反対する奴はテロリストだ
われわれの存在と国家の存在をあやうくするような論議はやめなければならぬ。国家社会主義ドイツ労働者党の見解の正しさに疑問を持つものは反逆者の烙印を押されるであろう。―フリッツ・ザウケル(ナチスドイツの政治家、労働相)
自民・中谷氏、給油反対「テロリストだけ」=鳩山民主幹事長は反発(時事通信) - Yahoo!ニュース
 自民党の中谷元・安全保障調査会長(元防衛庁長官)は14日、フジテレビの番組で、民主党がインド洋での海上自衛隊の給油活動継続に反対していることに関し「(給油活動は)国際社会の中で非常に評価され、ぜひ続けてくれと要望されている。反対するのはテロリストしかいない」と批判した。さらに「民主党はテロリスト集団か」との質問にも「(反対するのは)僕には理解できない」と語った。
正体見たり。
自民党はこの給油活動が国際社会全体の課題である「テロとの戦い」の一環であると主張している。ではその「テロ(テロリスト)」とはどう定義されるのか。中谷氏の発言を見るかぎり、自分に反対するもの、そして自分には理解できないものこそが、武力をもって打ち払われるべきテロリストであるようだ。
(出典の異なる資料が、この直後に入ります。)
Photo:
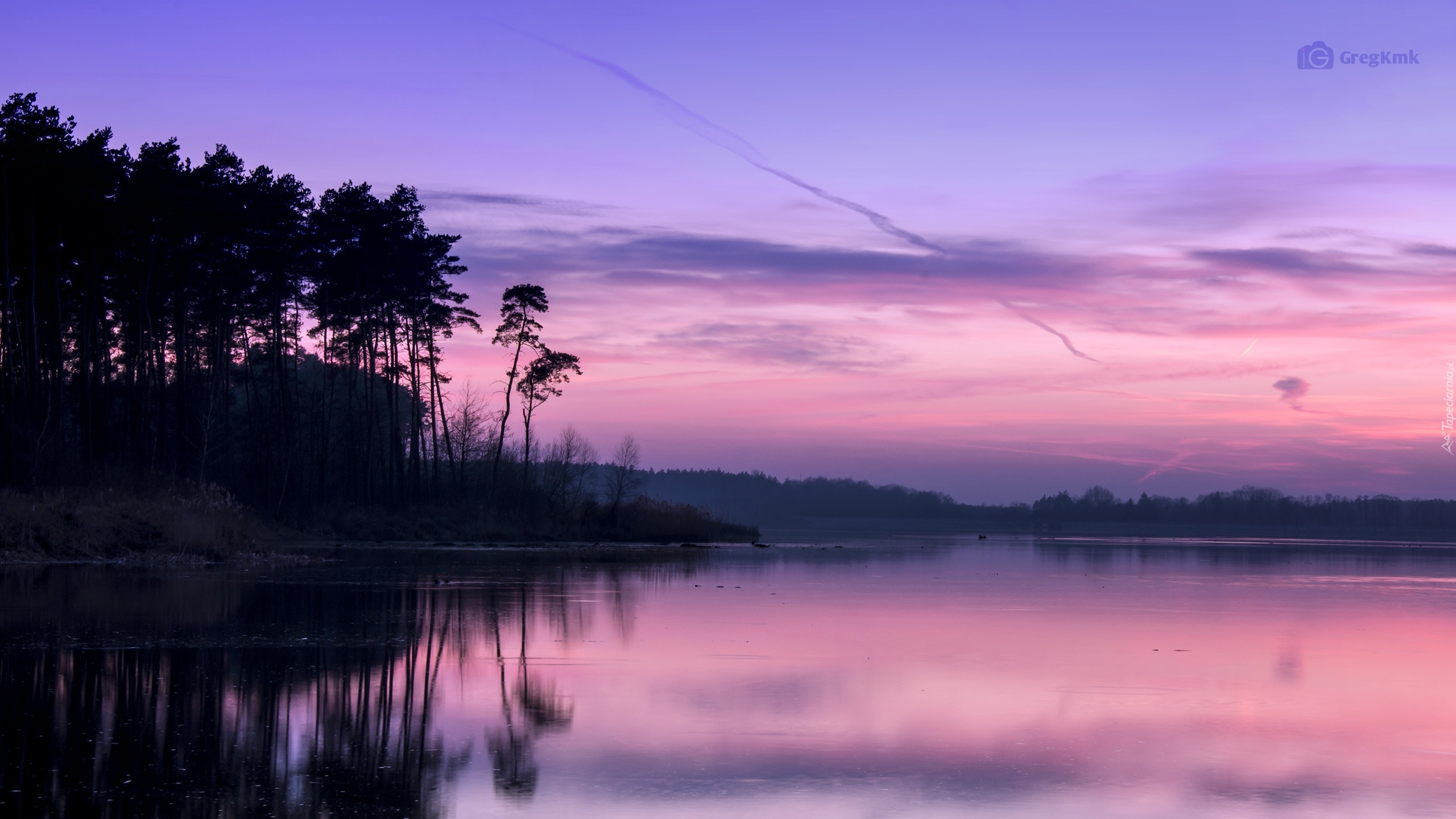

給油活動からの撤退が、国際社会における日本の信用を貶めることになるかもしれないという議論は理解できないでもない。それは国際社会全体の関心事ではないと思うが、ただアメリカ一国との関係の問題ではないとも思う。所謂「テロとの戦い」なるものがひどく胡散臭いもので、石油をめぐる利権やら米大統領のメンツやらひどく醜いものが入り混じったものをきれいに飾り立てているだけだと思うが、その一方で日本にはこれを推し進めるのに重要な役割を果たした責任がある以上、最後まで正義を貫徹しなければならず、戦争の犠牲になった罪なき人々に背を向けて退くわけにもいかない("you break it, you own it")とも思う。

しかし、それでも私は給油継続に反対だ。
石破防衛庁長官などは、例えばアフガニスタンなどでテロリストが資金源として麻薬を作るのを阻止することは国益にも適うといった説明をしているが、国益のために武力を行使する(あるいはそれに加担する)ことが憲法の理念に沿うものであるとはとても考えられない。国を相手にする戦争と、犯罪者として扱われるテロリストとの戦いに多少の違いはあるとはいえ、九条の精神に準じた行動をとるべきであるし、しばしば善良な市民の中に隠れているテロリストを武力によって制圧しようとすれば罪のない市民の被害は国家間の戦争よりも大きくなりやすいことを考えれば九条はむしろ厳格に適用されるべきだと思う。
石破氏の論法を拡大解釈すれば、アメリカ軍が日本の暴力団の拠点のある区域を新型のクラスター爆弾で攻撃してもかまわないことになりはしないか。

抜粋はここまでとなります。